I'm often asked how I manage to maintain a work-life balance whilst running multiple businesses. Usually, people expect me to say that I delegate as much as I can to my employees so that I can take the time while the work is still happening. And I do delegate. As every entrepreneur knows, delegation is one of the most effective business plans for productivity.
But when it comes to the long-term success of my company, it's not just about my work-life balance. More important is the happiness of my employees. I need them to be able to work to the best of their abilities. I need them to come into work every day bursting with energy and ideas. I need their passion. It's not enough to set working hours, give them an hour's lunch break and then stack up their workload. As a business leader, it's your responsibility to set the standard for work-life balance.
I believe that most people like working and feeling proud of their work. When employees sit around on social media waiting for the next task, they become bored, unmotivated and resentful of the office space. The office, to them, is like a prison; every hour wasted doing nothing or procrastinating is time they could spend with their families, exercising or learning. More often than not, the problem is not with lazy employees, but with inefficient working structures. Most small businesses, for example, don't require a full-time HR manager or marketing expert, and still they make the hire and insist the employee works the usual hours. It's a waste of money for the company and disheartening for the employee.
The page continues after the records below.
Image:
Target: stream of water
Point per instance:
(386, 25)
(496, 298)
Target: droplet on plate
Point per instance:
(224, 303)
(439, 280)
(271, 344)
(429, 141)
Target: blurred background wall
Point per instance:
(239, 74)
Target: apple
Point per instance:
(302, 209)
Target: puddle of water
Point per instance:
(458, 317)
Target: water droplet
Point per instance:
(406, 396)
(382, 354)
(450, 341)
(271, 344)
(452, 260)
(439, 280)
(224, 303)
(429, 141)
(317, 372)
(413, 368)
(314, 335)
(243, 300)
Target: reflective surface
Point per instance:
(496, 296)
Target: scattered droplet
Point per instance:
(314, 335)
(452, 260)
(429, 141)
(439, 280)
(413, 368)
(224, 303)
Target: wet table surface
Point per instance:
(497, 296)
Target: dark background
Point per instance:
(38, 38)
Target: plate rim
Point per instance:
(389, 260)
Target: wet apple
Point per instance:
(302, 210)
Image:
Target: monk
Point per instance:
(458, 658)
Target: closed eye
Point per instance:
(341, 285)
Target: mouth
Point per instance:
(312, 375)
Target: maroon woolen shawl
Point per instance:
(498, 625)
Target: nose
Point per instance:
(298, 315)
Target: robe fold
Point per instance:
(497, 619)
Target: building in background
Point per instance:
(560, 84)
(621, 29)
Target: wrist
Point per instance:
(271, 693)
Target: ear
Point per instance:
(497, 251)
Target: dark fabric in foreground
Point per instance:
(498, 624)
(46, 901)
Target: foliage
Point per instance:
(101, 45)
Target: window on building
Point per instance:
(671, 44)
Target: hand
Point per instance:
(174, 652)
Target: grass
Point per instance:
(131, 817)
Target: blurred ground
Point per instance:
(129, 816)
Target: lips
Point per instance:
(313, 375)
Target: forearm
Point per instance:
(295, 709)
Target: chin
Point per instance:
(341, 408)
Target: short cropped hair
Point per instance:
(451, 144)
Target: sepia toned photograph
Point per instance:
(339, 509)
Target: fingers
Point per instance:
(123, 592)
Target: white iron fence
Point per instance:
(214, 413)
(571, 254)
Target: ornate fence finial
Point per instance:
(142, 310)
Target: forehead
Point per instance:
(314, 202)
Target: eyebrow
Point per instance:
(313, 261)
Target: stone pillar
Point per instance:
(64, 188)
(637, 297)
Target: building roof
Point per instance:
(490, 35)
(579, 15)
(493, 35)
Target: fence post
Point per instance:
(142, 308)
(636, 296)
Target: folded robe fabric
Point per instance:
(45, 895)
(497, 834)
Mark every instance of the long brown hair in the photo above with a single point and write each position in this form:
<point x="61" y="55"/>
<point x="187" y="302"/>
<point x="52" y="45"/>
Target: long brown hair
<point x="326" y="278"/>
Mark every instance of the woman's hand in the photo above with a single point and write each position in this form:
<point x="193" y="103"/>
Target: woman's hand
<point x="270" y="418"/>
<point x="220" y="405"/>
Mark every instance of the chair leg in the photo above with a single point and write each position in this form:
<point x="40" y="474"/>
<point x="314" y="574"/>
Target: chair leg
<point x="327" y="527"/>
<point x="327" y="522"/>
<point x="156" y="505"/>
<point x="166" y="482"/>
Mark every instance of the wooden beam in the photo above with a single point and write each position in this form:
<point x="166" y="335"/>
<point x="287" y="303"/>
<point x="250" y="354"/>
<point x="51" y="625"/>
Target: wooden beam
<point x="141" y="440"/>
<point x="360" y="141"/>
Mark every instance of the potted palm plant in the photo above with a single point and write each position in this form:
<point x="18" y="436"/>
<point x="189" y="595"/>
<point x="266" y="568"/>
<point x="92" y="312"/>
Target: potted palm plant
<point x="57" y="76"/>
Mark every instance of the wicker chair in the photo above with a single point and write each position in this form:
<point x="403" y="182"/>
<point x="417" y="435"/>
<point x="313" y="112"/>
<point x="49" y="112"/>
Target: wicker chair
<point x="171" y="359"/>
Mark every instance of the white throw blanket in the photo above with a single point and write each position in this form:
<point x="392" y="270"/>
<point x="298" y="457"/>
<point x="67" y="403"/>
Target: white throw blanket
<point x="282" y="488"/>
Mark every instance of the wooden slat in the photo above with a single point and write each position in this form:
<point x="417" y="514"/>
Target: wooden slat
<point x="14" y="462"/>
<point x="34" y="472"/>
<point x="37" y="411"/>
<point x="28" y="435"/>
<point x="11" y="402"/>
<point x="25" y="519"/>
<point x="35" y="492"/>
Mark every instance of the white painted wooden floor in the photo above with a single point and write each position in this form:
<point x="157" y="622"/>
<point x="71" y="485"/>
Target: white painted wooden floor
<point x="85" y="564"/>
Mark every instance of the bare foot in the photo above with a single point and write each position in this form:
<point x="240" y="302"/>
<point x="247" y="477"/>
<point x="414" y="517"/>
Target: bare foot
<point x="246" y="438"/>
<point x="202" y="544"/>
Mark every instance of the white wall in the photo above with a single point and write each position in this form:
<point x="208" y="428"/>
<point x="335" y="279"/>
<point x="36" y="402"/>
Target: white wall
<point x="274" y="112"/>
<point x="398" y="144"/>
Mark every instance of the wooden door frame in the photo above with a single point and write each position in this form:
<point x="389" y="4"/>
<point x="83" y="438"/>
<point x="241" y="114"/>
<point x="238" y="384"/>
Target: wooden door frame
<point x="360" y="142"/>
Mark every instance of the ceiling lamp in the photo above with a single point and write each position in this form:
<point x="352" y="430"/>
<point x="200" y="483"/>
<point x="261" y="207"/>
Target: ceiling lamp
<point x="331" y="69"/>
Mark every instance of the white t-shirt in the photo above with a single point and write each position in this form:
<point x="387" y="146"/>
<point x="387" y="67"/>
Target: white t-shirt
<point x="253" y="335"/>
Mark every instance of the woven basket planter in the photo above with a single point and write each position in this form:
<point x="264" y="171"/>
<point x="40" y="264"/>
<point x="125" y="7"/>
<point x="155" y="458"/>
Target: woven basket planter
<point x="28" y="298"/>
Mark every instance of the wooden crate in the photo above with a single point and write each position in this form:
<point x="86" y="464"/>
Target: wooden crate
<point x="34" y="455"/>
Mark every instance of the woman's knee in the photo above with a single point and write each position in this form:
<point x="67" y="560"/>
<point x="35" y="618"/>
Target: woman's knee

The issue may also be with the business leader who micromanages, constantly checks in on progress, and bombards employees with tasks just to ensure they're not sitting around twiddling their thumbs. It's a sure way of pushing away top professionals who feel insulted by the intrusion on their work space. After all, they're the expert, not you. And space in the office is just as important for work-life balance as space outside the office. We must stop treating our employees like children and allow them more freedom. There will always be dishonest employees, but we can't let the minority make us suspicious of the rest.
A while ago at an AVirtual monthly social, one of my PAs came up to me and said, "Do you know how lucky your clients have it?" When I asked her why, she said, "I only get paid for every second I'm working. When I get up and go to the toilet or get a cup of coffee, I press pause on my timer. I used to get paid for all of that time." Surprisingly, it was said without resentment. In fact, it seemed to be a statement of pride.
Almost all of my employees at AVirtual are happy about their productivity, feeling satisfied with the work they achieve in their recorded working hours. They work when they want to and get paid for what they do, saving my clients money and my employees boredom.
Of course, not all companies can function on a pay-as-you-go basis, but especially for small businesses, working in a strict structure of Monday to Friday for eight hours a day minimum is actually detrimental to productivity and to employees' happiness. With hardly any time or energy left over to enjoy themselves after work, employees are left exhausted, dispassionate and depressed about their work-life balance.
It's up to CEOs to enforce healthier ways of working, to insist that employees leave work on time, to not send urgent emails after working hours, to offer flexible working weeks for high-level employees and to be open to discuss the best routines for each individual. I bet most companies would be willing to pay the same salaries for higher productivity and fewer working hours if that meant bigger profits and faster development. With shorter office hours, people leave work with enough energy to enjoy spending time with their families and friends and to relax.
Introducing flexible hours or extra holidays as a reward for good work can be a great incentive for employees. Whereas for most businesses, complete flexibility on working hours would never work in practice, as it could risk offices being understaffed or damage customer service, it can be offered as a perk to senior team members as a way of showing your appreciation for their efforts. Employees can often feel guilty about taking time off if their boss is still at work or under high pressure, so CEOs need to be conscious of setting a good example. For instance, when I go on holiday, I make it absolutely clear to my office that I won't be on email. I swap my smartphone for an old Nokia that can only send or receive texts or calls. If there's an emergency, they can reach me, but otherwise I'm disconnected. I also take time out of my schedule to meditate every day; it's the most essential part of my routine, as it allows me space to refocus and relax.
The reality is that the time spent away from your computer is almost as valuable in the long run as the time spent in front of it, allowing you to return fresh, enthusiastic, passionate about your work and, as a result, all the more productive. Work-life balance is valuable for you, for your staff and for the success of your business. Now it's up to you to lead the way.